Monday, Apr. 14, 1947
A Doctor for India
A minor upheaval in the Foreign Service--the result of George Marshall's determination to weed out the aged, the sick and the weary--sent half a dozen more State Department careerists careering off to new ambassadorial posts last week. The most noteworthy appointment was the Ambassador to the new embassy in the chrysaloid nation of India: 65-year-old Henry F. Grady of San Francisco, rotund president of the American President Lines.
Grady is no newcomer to Government service. A native San Franciscan, he started out as an educator and gravitated between lecture room and trade commissions. He helped write the reciprocal trade program and served as Assistant Secretary of State under Cordell Hull.
Grady was plucked from State to head the gigantic President Lines. Along San Francisco's waterfront he managed to avoid the enmity of Harry Bridges--no mean job. In Nob Hill's staid Pacific Union Club, he managed to get along with fellow members despite his known New Dealism and liberal views.
State borrowed him to serve on the Allied mission which observed the 1946 Greek elections. Now State was finding use for him again.
India is not new to him. He was there in 1942 on a technical mission to drum up India's war production.

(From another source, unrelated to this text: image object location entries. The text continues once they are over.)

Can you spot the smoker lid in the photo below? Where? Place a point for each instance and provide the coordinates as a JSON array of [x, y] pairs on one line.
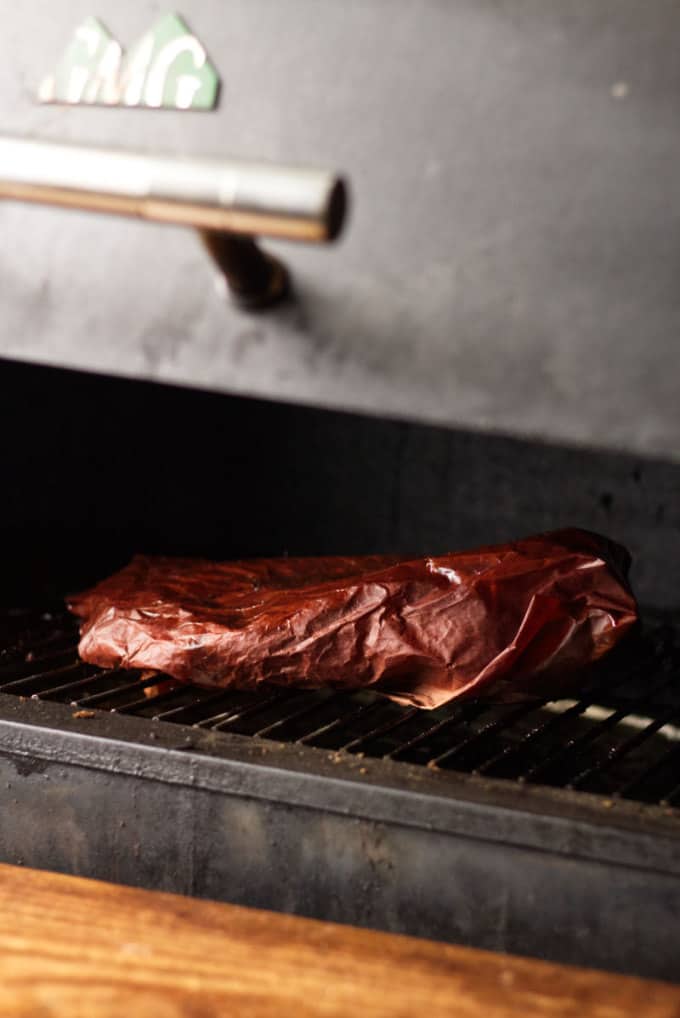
[[510, 260]]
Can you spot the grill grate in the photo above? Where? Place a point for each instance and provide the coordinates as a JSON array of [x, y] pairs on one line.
[[620, 739]]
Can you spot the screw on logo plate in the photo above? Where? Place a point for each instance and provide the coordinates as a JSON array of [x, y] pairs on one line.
[[167, 68]]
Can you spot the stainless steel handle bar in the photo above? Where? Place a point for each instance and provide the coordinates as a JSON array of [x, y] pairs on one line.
[[228, 201]]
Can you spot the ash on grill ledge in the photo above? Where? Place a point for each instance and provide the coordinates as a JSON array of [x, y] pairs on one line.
[[621, 738]]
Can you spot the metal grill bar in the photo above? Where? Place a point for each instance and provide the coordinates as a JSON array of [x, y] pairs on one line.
[[584, 743]]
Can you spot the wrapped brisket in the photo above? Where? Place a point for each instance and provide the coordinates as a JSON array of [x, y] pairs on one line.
[[506, 622]]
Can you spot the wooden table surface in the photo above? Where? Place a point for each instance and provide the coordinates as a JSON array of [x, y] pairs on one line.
[[71, 947]]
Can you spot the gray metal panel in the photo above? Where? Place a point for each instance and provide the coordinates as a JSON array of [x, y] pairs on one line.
[[511, 263]]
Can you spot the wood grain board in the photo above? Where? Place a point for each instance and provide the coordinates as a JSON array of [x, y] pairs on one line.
[[71, 947]]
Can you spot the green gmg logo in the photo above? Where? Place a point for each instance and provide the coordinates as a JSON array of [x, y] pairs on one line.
[[167, 68]]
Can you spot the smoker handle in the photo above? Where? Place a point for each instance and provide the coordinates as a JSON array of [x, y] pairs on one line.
[[228, 201]]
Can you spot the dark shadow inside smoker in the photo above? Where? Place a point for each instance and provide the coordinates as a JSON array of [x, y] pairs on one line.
[[95, 468]]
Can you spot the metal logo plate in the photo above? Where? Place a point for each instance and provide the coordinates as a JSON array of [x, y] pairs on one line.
[[167, 68]]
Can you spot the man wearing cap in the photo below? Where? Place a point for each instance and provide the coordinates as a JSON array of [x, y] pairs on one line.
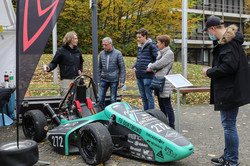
[[230, 80]]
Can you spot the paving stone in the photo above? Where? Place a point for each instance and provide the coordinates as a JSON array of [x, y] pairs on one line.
[[199, 123]]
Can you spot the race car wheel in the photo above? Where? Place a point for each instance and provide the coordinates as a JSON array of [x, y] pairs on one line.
[[26, 154], [94, 143], [159, 115], [35, 125]]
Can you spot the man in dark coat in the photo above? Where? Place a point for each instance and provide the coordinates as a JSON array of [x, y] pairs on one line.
[[70, 61], [111, 70], [230, 80], [146, 53]]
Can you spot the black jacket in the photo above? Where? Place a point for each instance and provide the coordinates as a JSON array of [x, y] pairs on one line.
[[230, 76], [69, 60], [145, 54]]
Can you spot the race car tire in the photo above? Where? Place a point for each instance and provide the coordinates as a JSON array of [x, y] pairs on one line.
[[26, 154], [34, 125], [159, 115], [94, 143]]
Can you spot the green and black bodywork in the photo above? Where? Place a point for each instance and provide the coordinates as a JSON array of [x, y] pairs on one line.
[[119, 128]]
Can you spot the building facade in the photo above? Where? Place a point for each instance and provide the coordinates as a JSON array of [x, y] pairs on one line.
[[199, 44]]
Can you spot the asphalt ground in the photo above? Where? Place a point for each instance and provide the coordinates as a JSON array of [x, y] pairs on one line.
[[199, 123]]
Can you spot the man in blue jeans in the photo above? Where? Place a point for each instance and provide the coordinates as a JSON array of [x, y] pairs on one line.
[[230, 80], [111, 69], [147, 52]]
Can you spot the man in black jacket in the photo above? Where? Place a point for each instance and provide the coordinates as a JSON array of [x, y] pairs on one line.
[[70, 61], [147, 52], [230, 82]]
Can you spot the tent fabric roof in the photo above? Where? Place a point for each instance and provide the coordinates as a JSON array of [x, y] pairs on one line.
[[7, 14]]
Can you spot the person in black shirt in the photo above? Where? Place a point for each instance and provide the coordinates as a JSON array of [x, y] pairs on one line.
[[69, 58]]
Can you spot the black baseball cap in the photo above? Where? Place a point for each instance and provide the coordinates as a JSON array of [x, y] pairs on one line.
[[213, 21]]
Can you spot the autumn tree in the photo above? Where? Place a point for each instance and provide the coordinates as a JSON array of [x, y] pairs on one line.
[[120, 19]]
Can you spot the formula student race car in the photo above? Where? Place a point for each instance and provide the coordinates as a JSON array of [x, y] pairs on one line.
[[83, 126]]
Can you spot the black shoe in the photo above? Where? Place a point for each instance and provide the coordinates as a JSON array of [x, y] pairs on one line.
[[227, 164], [221, 161]]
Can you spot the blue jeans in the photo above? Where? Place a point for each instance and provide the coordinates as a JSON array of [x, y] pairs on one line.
[[103, 90], [146, 93], [228, 120], [167, 109]]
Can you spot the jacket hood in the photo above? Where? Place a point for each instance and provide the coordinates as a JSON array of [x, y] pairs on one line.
[[146, 43], [231, 34], [164, 50]]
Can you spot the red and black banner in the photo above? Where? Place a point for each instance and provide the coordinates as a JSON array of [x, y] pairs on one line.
[[35, 22]]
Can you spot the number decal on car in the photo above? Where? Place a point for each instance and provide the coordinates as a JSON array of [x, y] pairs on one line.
[[57, 141]]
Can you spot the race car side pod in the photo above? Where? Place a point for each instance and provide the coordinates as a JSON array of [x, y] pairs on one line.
[[52, 114]]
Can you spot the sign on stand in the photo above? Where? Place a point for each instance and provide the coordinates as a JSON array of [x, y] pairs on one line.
[[178, 82]]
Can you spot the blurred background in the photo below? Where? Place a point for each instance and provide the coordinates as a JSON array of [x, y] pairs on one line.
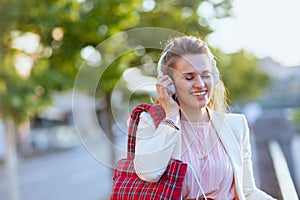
[[48, 152]]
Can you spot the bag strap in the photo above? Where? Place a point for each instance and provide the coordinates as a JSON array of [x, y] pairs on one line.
[[156, 112]]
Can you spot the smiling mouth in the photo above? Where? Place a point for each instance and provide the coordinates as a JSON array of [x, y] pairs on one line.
[[201, 93]]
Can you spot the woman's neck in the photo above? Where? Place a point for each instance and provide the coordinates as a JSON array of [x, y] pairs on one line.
[[195, 115]]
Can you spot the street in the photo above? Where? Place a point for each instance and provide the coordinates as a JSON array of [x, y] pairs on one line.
[[61, 175]]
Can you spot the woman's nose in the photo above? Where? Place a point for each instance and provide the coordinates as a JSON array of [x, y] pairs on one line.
[[199, 81]]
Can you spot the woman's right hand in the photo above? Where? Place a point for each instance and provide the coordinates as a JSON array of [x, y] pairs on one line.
[[165, 100]]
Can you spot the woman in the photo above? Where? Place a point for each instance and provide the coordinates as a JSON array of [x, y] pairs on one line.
[[197, 129]]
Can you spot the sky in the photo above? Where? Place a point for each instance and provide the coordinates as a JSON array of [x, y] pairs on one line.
[[267, 28]]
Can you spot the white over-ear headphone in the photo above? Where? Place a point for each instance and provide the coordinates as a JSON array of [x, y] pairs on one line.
[[215, 70], [171, 88]]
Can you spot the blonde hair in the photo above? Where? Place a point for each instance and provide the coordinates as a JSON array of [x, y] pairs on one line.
[[184, 45]]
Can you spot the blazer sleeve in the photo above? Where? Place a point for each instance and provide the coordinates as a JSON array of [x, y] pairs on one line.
[[250, 190], [154, 148]]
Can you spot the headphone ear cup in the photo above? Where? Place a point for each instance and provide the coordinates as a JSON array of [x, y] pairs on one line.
[[215, 72]]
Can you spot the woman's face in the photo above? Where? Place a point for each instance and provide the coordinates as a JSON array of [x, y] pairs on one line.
[[193, 80]]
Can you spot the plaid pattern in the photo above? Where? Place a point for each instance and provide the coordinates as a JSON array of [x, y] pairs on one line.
[[126, 183]]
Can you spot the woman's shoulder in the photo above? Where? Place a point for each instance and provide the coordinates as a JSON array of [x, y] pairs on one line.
[[237, 123]]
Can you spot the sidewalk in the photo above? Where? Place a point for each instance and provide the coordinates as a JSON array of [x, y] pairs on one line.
[[69, 174]]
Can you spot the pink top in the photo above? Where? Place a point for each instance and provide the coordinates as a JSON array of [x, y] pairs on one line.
[[208, 159]]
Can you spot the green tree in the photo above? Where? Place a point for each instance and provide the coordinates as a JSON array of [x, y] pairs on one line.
[[60, 29]]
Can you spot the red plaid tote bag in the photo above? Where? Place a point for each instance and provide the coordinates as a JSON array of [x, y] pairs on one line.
[[126, 183]]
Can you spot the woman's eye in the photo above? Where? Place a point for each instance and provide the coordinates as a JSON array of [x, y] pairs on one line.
[[205, 76], [189, 78]]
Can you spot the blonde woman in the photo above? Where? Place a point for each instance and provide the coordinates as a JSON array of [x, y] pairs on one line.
[[197, 129]]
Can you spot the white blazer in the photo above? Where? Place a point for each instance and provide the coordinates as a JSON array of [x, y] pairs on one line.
[[155, 147]]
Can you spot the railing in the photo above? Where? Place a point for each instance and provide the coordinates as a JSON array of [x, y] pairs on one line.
[[287, 187]]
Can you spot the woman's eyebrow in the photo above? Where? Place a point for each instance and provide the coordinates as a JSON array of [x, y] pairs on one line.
[[196, 72]]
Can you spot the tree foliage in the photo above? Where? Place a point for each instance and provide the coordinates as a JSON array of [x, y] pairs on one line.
[[241, 75], [63, 28]]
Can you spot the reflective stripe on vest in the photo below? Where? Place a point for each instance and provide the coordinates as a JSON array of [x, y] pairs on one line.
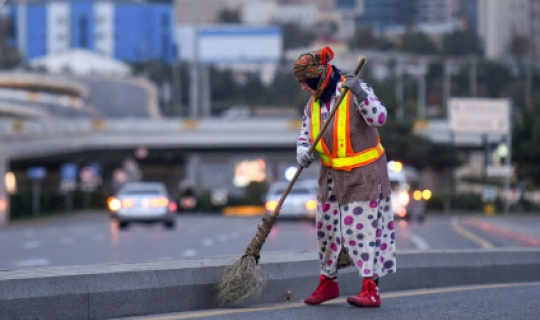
[[343, 157]]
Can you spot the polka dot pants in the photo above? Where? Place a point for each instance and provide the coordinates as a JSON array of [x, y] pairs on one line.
[[365, 229]]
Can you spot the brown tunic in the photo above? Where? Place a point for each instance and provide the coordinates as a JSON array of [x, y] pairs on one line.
[[362, 183]]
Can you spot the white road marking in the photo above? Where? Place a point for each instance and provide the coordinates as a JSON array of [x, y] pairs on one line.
[[208, 242], [189, 253], [32, 262], [419, 242], [66, 240], [32, 244], [28, 233]]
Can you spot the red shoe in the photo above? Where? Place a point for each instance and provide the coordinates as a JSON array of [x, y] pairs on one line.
[[369, 297], [328, 289]]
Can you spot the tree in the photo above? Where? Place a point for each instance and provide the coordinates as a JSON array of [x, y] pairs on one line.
[[525, 142], [462, 43]]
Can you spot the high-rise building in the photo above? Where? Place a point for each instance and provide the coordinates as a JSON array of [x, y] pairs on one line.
[[127, 30], [499, 21], [434, 11], [384, 13]]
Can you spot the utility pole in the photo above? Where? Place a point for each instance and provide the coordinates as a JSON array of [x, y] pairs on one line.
[[399, 90], [194, 81], [177, 89], [422, 72], [447, 83], [472, 76], [528, 82]]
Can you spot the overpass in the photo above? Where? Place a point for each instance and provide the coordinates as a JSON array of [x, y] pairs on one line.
[[24, 139]]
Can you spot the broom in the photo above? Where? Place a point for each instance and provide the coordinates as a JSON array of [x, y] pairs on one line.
[[241, 280]]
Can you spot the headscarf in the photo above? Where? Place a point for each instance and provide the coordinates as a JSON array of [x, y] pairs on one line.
[[315, 64]]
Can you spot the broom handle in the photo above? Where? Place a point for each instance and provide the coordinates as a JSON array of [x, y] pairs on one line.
[[361, 63]]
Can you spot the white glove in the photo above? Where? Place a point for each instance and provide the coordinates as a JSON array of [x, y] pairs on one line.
[[305, 159]]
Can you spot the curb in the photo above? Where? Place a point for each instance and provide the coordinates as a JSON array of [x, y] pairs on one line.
[[138, 289]]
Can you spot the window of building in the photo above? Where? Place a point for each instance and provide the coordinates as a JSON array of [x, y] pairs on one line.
[[83, 31]]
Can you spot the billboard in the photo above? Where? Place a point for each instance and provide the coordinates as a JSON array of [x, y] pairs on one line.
[[479, 115], [230, 44]]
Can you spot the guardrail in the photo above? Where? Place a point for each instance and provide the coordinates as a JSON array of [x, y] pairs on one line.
[[44, 128], [66, 101]]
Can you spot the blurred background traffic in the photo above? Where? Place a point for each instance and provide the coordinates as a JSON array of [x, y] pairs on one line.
[[188, 108]]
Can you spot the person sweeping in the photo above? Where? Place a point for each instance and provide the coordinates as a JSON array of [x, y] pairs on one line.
[[353, 212]]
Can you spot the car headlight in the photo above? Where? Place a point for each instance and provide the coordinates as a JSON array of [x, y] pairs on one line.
[[311, 204], [271, 205]]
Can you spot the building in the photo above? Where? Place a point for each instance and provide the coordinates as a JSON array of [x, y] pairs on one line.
[[269, 12], [499, 21], [207, 11], [434, 11], [127, 30]]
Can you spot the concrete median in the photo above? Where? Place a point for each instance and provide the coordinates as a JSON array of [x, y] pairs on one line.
[[144, 288]]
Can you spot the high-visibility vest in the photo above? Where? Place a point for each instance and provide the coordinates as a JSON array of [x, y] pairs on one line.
[[342, 156]]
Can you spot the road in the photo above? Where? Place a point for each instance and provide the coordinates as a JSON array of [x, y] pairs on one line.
[[93, 238], [489, 302]]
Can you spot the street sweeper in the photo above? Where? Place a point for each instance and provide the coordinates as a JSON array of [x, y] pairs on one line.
[[354, 214]]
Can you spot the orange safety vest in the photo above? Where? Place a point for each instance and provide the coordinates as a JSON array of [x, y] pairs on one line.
[[343, 156]]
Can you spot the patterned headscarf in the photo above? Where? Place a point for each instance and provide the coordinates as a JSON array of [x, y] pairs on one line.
[[314, 64]]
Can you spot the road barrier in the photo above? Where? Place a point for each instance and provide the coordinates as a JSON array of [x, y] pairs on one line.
[[137, 289]]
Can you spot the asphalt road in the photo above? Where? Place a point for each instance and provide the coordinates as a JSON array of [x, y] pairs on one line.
[[490, 302], [93, 238]]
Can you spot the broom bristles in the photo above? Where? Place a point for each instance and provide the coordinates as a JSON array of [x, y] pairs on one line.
[[240, 281]]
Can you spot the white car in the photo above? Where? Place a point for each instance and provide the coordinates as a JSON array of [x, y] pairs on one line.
[[301, 201], [143, 202]]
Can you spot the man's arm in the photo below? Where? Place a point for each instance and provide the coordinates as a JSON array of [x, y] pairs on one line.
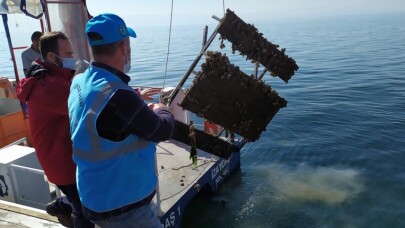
[[126, 113]]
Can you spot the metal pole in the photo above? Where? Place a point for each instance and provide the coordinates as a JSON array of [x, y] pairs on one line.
[[205, 36], [10, 46], [190, 70]]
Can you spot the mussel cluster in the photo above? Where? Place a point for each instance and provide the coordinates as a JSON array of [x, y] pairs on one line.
[[223, 94], [250, 43]]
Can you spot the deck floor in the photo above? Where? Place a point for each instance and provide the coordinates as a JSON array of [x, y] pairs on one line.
[[176, 173], [176, 177], [15, 215]]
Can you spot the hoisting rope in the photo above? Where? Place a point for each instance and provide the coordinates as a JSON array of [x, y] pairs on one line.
[[168, 44]]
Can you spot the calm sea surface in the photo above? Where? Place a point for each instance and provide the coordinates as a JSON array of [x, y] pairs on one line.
[[335, 157]]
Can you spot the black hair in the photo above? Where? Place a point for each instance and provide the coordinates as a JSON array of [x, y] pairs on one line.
[[49, 42], [36, 35]]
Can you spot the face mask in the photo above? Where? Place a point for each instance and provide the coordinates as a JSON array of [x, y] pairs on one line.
[[127, 67], [69, 63]]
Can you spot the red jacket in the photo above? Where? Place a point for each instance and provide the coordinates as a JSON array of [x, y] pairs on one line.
[[46, 91]]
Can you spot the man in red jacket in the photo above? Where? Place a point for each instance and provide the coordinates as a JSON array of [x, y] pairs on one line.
[[46, 91]]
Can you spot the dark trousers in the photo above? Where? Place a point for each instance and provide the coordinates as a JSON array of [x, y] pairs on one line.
[[73, 196]]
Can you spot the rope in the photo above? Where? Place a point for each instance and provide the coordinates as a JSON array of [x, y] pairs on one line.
[[168, 44]]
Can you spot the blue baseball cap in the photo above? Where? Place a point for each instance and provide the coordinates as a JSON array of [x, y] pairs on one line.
[[109, 28]]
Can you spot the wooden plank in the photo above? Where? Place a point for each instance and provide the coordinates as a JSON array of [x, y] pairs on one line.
[[24, 210]]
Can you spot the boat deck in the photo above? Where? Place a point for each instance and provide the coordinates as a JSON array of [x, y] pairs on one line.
[[179, 182], [177, 176], [15, 215]]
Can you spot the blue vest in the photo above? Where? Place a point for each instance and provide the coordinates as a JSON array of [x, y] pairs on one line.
[[109, 174]]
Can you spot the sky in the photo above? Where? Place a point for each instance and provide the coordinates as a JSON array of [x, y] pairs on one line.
[[146, 13]]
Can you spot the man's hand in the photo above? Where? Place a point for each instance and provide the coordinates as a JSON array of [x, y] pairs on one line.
[[147, 94], [158, 106]]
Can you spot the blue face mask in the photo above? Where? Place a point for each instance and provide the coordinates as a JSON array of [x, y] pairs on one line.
[[69, 63], [127, 67]]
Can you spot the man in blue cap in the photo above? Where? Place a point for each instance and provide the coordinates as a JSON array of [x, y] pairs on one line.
[[114, 132]]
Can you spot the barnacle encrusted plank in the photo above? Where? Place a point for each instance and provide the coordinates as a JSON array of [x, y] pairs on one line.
[[250, 43], [223, 94], [204, 141]]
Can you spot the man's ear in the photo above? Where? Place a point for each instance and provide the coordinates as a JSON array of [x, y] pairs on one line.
[[50, 56]]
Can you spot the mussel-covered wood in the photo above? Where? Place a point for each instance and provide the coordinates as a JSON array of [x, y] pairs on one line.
[[204, 141], [250, 43], [223, 94]]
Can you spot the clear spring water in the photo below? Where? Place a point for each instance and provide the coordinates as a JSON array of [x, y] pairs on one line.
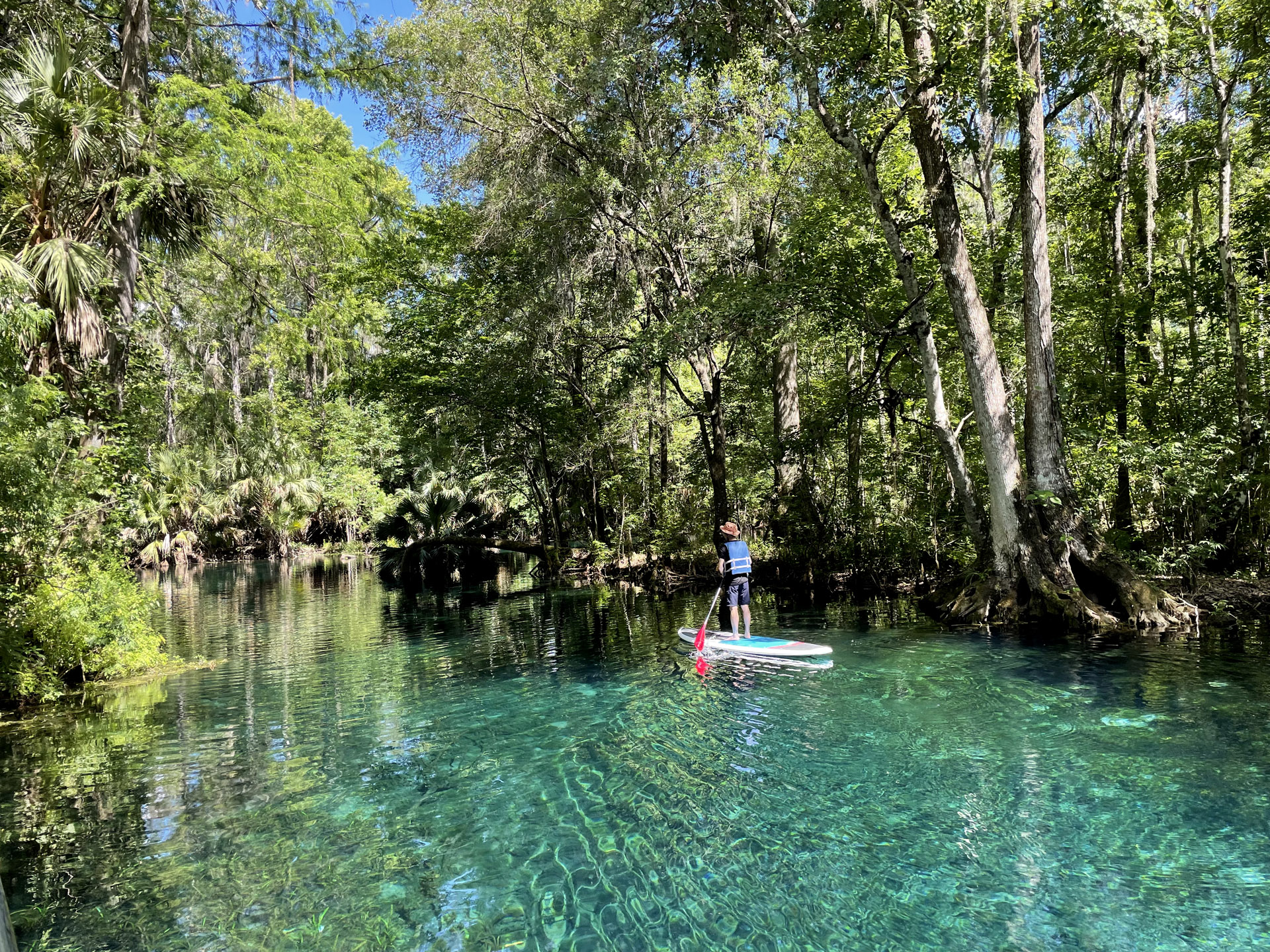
[[509, 767]]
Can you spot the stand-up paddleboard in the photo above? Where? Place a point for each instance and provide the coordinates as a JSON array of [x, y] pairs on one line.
[[756, 645]]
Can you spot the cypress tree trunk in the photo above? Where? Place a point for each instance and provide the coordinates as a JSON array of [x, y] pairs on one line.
[[1223, 91], [945, 436], [785, 409], [1032, 550], [169, 395], [235, 381], [713, 433], [984, 368], [1043, 424]]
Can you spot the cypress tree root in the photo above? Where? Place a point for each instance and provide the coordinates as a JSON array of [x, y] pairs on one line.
[[1067, 575]]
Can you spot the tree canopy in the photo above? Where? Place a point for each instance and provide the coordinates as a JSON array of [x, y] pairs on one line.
[[967, 290]]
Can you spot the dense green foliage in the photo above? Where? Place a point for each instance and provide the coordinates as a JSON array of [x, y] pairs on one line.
[[647, 291]]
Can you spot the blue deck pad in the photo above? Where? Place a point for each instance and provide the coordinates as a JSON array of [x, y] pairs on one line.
[[759, 641]]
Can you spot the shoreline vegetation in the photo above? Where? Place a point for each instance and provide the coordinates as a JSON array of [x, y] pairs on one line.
[[966, 299]]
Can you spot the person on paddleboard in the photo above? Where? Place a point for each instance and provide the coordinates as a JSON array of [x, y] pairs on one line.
[[734, 565]]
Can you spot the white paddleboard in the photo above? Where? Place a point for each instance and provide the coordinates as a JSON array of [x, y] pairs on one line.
[[756, 645]]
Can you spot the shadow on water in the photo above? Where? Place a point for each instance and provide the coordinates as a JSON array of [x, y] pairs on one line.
[[507, 764]]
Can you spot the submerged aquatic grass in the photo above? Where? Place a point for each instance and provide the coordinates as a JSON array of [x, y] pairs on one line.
[[539, 768]]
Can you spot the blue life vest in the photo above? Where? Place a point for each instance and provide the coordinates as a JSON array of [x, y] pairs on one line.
[[738, 557]]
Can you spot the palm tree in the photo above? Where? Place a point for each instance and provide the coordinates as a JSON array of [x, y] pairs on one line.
[[75, 154], [272, 491], [168, 510], [69, 140], [423, 521]]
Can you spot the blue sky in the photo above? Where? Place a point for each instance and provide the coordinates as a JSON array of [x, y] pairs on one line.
[[345, 104]]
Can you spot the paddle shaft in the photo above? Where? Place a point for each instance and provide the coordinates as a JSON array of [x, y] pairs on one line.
[[701, 633]]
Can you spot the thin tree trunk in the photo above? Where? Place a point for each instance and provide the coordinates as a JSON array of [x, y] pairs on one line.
[[169, 395], [125, 241], [713, 433], [1122, 143], [273, 403], [984, 159], [1043, 424], [663, 450], [1189, 262], [785, 408], [235, 381], [984, 368], [945, 436], [1146, 358], [1223, 91]]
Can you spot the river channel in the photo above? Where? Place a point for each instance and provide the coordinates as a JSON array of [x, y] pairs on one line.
[[520, 766]]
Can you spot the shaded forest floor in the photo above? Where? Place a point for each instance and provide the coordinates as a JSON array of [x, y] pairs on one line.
[[1221, 598]]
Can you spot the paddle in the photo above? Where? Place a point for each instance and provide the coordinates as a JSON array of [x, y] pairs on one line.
[[700, 643]]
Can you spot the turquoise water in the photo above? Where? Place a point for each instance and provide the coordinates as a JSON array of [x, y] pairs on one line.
[[511, 767]]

Grady's views, which poverty-stricken India would find worth studying: "With a population of 400 million people India can raise the standard of living of her people only through production, particularly industrial production." Grady, called "Doctor" by some who remember his educator days, is earnestly certain that the greatest service U.S. industry can render world peace is to supply the technical knowledge which will help cure the world's economic ills.